Betrifft die erhöhte Lebensdauer auch die Varianten mit den ausfahrbaren Bolzen?

Jörg Ottersbach: Sie sprechen von der logchain, bei der sich die Gelenkbolzen herausdrehen, in der Führungsrinne einklemmen und von selbst halten. Ursprünglich für MRTs oder CTs für so genannte C-Bögen-Applikationen entwickelt, hat sich deren Potenzial in der Diskussion mit Anwendern erst richtig gezeigt, zum Beispiel auch in der Intralogistik.

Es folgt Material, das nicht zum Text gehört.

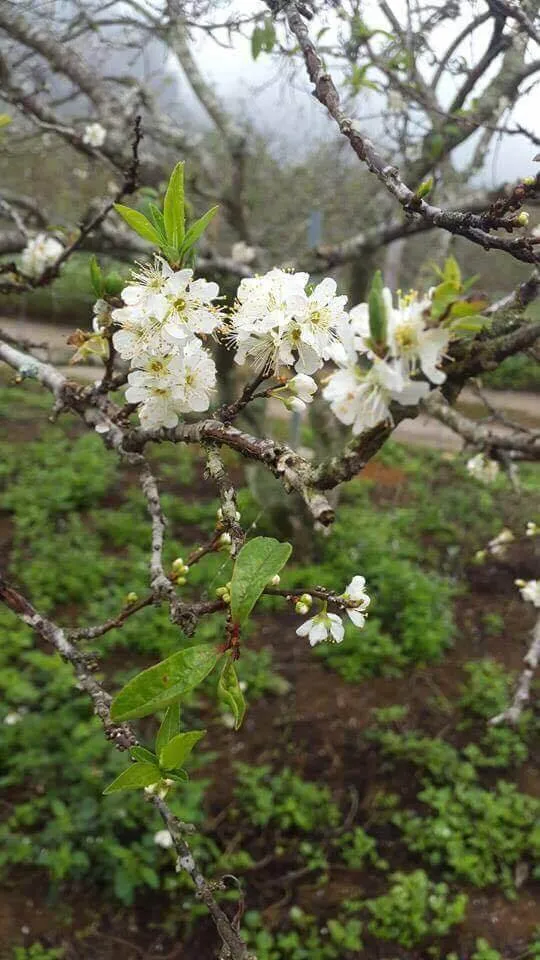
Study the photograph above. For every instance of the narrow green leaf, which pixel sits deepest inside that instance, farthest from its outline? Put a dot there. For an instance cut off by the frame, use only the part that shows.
(96, 277)
(169, 727)
(468, 308)
(229, 691)
(157, 687)
(197, 229)
(179, 748)
(142, 754)
(158, 220)
(136, 776)
(258, 561)
(378, 324)
(173, 207)
(181, 776)
(138, 222)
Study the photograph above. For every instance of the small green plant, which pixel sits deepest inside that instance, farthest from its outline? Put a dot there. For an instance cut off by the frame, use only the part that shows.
(285, 799)
(414, 908)
(476, 834)
(486, 691)
(304, 938)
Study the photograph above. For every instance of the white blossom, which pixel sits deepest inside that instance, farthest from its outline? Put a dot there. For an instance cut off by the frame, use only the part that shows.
(163, 839)
(94, 135)
(361, 399)
(12, 718)
(482, 468)
(141, 329)
(196, 377)
(530, 591)
(415, 345)
(190, 306)
(356, 594)
(40, 254)
(276, 322)
(324, 626)
(155, 386)
(163, 308)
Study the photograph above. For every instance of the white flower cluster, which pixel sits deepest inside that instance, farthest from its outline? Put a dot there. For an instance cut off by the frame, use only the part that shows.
(165, 313)
(482, 468)
(329, 626)
(530, 591)
(94, 135)
(40, 254)
(360, 394)
(278, 321)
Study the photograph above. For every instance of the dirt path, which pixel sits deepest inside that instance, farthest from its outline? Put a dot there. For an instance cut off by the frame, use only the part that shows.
(423, 431)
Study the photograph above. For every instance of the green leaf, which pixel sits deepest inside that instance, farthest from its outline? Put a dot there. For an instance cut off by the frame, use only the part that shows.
(173, 207)
(158, 220)
(468, 308)
(141, 753)
(258, 561)
(377, 310)
(179, 748)
(138, 222)
(425, 187)
(181, 776)
(136, 776)
(470, 324)
(197, 229)
(96, 277)
(157, 687)
(229, 691)
(169, 727)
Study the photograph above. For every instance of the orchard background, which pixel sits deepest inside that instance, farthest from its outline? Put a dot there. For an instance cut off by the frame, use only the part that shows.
(375, 796)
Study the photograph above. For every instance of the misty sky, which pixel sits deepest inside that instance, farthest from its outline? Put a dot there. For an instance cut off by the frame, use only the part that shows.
(276, 98)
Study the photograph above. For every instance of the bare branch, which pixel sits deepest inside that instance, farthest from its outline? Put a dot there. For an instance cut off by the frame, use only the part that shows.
(523, 689)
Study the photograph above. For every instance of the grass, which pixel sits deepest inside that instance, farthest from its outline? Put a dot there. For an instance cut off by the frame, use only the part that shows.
(331, 815)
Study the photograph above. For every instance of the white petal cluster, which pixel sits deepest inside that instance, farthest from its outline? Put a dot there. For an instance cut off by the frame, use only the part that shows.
(323, 626)
(40, 254)
(356, 595)
(94, 135)
(482, 468)
(361, 390)
(166, 312)
(279, 322)
(530, 591)
(329, 626)
(163, 839)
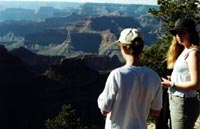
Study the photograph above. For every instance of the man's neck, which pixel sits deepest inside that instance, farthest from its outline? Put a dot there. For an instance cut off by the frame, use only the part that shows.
(133, 61)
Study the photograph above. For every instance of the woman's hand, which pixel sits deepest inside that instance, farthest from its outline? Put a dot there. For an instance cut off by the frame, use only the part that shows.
(165, 83)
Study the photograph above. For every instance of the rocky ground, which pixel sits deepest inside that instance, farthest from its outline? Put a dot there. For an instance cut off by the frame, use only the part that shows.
(197, 124)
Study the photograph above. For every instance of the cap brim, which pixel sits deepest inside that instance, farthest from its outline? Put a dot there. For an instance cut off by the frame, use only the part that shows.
(173, 30)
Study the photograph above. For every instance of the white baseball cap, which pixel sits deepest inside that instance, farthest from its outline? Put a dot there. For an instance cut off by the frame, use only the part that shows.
(128, 35)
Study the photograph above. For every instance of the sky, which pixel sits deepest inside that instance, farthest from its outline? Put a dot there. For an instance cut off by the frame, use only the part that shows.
(149, 2)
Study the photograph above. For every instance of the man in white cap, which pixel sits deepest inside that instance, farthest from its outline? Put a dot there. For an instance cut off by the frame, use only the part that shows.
(132, 91)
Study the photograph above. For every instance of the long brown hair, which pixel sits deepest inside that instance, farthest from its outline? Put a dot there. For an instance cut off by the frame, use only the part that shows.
(175, 49)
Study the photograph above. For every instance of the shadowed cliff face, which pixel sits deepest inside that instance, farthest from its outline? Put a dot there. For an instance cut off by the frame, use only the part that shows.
(82, 87)
(22, 94)
(28, 99)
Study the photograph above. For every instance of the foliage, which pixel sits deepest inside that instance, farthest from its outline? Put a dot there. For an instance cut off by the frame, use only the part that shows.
(168, 12)
(66, 119)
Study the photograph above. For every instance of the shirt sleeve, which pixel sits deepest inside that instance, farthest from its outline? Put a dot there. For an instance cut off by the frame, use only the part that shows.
(107, 98)
(157, 100)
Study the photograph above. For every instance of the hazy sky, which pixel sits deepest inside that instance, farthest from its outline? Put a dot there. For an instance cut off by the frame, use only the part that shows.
(151, 2)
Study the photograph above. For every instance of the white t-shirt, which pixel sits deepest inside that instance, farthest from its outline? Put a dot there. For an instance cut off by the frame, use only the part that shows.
(129, 94)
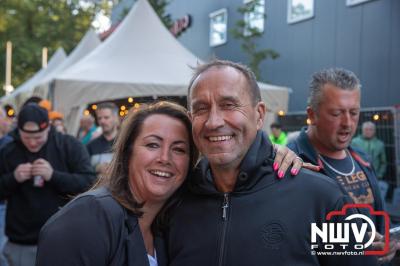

Bei vertikalen Drehbewegungen bringt das sehr große Vorteile, weil wir einfachere Rinnenkonzepte nutzen können. Auch bei langen Verfahrwegen hat diese Lösung ihren Reiz, da sich die Kettenglieder wunderbar oben verriegeln und praktisch freischwebend hängen. Erst wenn ein Kettenglied in den Radius einfährt, gleiten die Bolzen wieder in das Gelenk zurück.

Lässt sich dieses Prinzip auch auf andere Kettenvarianten adaptieren?

Jörg Ottersbach: Stand heute ist das Produkt noch in der Entwicklung. Kunden, mit denen wir zusammenarbeiten, haben daher durchaus noch Einfluss auf das Design auch was die Dimensionen, Teilungen oder Bolzendurchmesser betrifft. Eine Kompatibilität zu den bestehenden Ketten besteht aber erst einmal nicht.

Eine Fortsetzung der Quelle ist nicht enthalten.